For Seventh-day Adventists it is interesting that you will find the same pattern in Ellen White. She is very strict and uncompromising when stating the ideal (for example, no divorce, marry someone close to you in age). But when faced with real situations, she was very accommodating and even lenient. In one case, church members were dealing with a situation in which a couple divorced and each married someone else in the church. The church leaders were demanding that the new couples divorce so the original pair could get back together again. When Ellen White was consulted about this situation she said, “Leave them alone, they have suffered enough.” Since Ellen White strongly advised that people marry close to their own age, some were stunned when she allowed her 41-year-old son to marry a 22-year-old girl. When confronted about the situation she retorted, “Best decision Willie ever made.” Individuals recognized as particularly close to God, therefore, consistently exhibited this pattern: state the ideal without compromise, but face the real with compassion and grace. The ideal is what the church teaches and what it should teach. But the real requires much understanding and compassion.
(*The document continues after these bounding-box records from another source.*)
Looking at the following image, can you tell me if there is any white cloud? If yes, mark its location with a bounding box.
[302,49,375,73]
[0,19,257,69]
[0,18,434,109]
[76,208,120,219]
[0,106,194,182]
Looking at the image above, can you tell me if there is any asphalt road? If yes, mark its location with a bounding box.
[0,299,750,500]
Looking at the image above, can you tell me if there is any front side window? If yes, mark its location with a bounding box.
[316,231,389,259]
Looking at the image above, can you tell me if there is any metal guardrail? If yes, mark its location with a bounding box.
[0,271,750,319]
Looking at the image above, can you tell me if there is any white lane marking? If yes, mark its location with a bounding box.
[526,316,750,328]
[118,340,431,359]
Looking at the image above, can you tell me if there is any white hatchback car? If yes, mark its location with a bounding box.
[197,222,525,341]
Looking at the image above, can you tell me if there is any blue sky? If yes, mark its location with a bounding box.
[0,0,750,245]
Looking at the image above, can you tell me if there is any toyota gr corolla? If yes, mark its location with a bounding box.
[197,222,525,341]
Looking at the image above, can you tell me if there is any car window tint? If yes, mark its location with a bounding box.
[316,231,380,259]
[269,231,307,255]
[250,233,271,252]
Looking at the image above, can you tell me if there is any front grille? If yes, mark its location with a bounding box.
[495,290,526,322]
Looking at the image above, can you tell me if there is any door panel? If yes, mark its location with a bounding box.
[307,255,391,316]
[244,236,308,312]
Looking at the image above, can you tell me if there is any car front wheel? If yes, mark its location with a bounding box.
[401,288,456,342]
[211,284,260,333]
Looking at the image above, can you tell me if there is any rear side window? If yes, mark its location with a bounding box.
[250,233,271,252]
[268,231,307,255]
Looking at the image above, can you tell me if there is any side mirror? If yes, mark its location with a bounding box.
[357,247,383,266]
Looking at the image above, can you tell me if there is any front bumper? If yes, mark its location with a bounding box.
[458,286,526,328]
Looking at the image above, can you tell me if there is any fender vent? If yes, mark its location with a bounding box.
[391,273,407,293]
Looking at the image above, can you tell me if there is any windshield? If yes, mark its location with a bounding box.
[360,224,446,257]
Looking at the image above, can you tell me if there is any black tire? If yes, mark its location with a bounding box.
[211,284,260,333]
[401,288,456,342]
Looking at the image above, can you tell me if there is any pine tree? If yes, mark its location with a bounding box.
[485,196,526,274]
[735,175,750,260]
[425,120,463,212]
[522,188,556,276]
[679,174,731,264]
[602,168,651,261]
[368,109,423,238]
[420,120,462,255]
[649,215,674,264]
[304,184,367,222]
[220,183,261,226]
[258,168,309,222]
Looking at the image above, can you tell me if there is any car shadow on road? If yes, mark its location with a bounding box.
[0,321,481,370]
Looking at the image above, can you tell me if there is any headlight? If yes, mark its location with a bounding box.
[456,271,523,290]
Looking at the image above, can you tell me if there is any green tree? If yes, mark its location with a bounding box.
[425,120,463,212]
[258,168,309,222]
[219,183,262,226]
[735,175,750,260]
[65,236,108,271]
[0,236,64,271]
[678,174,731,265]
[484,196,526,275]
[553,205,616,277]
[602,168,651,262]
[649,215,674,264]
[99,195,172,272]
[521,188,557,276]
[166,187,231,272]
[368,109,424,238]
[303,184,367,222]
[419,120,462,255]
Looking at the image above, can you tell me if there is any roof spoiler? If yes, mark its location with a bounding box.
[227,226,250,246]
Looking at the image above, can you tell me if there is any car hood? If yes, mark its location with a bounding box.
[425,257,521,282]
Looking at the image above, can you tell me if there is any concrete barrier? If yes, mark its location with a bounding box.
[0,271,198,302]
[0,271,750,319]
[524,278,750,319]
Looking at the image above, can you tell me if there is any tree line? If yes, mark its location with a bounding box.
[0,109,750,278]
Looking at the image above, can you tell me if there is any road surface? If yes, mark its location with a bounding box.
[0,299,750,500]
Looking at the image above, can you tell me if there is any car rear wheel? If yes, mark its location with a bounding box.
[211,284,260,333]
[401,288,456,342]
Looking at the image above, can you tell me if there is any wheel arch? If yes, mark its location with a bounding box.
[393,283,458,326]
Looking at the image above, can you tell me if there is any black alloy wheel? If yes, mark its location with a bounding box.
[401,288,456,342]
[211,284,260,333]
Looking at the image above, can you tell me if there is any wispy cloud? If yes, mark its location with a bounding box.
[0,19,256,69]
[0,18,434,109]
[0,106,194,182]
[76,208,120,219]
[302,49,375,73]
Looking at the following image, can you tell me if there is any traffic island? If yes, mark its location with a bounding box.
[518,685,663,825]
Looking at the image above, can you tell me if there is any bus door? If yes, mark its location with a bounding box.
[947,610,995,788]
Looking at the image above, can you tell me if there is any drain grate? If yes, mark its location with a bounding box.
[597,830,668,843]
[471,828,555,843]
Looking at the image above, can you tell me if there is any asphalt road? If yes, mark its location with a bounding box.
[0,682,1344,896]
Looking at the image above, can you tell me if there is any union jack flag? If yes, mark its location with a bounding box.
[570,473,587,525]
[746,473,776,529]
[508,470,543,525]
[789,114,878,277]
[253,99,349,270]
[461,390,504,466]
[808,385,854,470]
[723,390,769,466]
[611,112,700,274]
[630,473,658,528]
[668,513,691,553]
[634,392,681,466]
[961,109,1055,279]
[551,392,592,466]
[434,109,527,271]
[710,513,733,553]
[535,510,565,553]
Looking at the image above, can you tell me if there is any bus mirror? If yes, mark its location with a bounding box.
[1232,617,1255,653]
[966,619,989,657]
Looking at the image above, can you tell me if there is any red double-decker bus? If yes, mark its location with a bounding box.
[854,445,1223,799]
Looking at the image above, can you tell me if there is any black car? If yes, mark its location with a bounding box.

It seems to me that this pattern is relevant to the challenges people face when it comes to LGBTIQ, both those experiencing themselves as “different” and those dealing with them. LGBTIQ conditions are among the many ways in which the creation ideal is not worked out in this life. They are part of the real. While the church must always uphold the ideal, it must also deal with the real. And in the real world there is great need for understanding, compassion and grace, and not just for LGBT people. We have all failed to live out the ideal, so we are all in need of understanding, compassion and grace. The church must be to others what every member of the church needs as well.
“God is practical. God recognizes that in a sinful world, sometimes we must choose the best available option among a group of less-than-ideal alternatives. Unable to achieve the ideal, we must settle for improvement, for better.
An example of God’s practicality is the Bill of Divorcement. God instructed Moses that if a man divorced his wife, he must give her a Bill of Divorcement. But wait, doesn’t Scripture say “God hates divorce”? Yes, He does. But there are things He hates even more— like forcing an honest woman to choose between prostitution and starvation. As Jesus later made clear, one man plus one woman equals one flesh was always God’s plan.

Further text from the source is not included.